Contrasting English and Other Languages through Corpora
This volume is grounded on the latest research in empirical contrastive language studies, addressing several issues on contrasts between English and other languages. It results from an annual workshop on language contrasts, organised by the International Computer Archive of Modern and Medieval English (ICAME), and covers a wider range of phenomena in phraseology, discourse and pragmatics. As it relies on data from parallel or comparable corpora, it gives valuable insights into cross-linguistic differences between English and other languages, which might otherwise go unnoticed.
The book will be useful to experts on language studies and advanced students with an interest in linguistics. It will serve as a catalyst to other researchers interested in the contrastive analysis of the English language. The results of the linguistic analyses described within will be valuable for practical applications in lexicography, language teaching and translation (both human and machine), including translator training.
Markéta Janebová is Assistant Professor of English at the Department of English and American Studies at Palacky University, Czech Republic. Her main research interests include pragmatic and contrastive linguistics, and she is one of the editors of the Olomouc Modern Language Series, the Olomouc Modern Language Monographs, and the Moravian Journal of Literature and Film.

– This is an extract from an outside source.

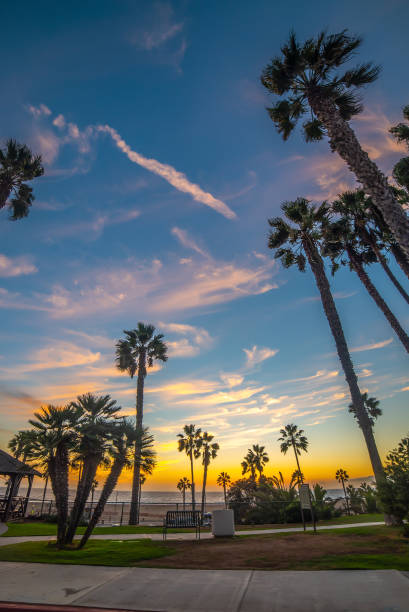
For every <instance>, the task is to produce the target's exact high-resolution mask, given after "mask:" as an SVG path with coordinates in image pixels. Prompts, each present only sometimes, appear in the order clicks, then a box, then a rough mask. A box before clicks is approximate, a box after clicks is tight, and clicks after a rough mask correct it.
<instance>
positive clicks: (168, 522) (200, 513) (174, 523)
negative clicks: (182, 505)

Ekaterina Lapshinova-Koltunski is a Senior Lecturer at the Department of Language Science and Technology at Saarland University, Germany. Since completing her PhD on semi-automatic extraction and classification of language data, she has been working on corpus-based projects related to intralingual and interlingual language variation in a multilingual context. Her main focus is on language contrasts between English and German, especially in the area of discourse phenomena.
Michaela Martinková is Assistant Professor of English at the Department of English and American Studies at Palacky University, Czech Republic. As part of her PhD studies, she spent a year at the Department of Linguistics, University of California, USA, where she carried out research on the conceptualization of space. In her research, she concentrates on corpus-based contrastive analyses of English and Czech, with a focus on lexical semantics.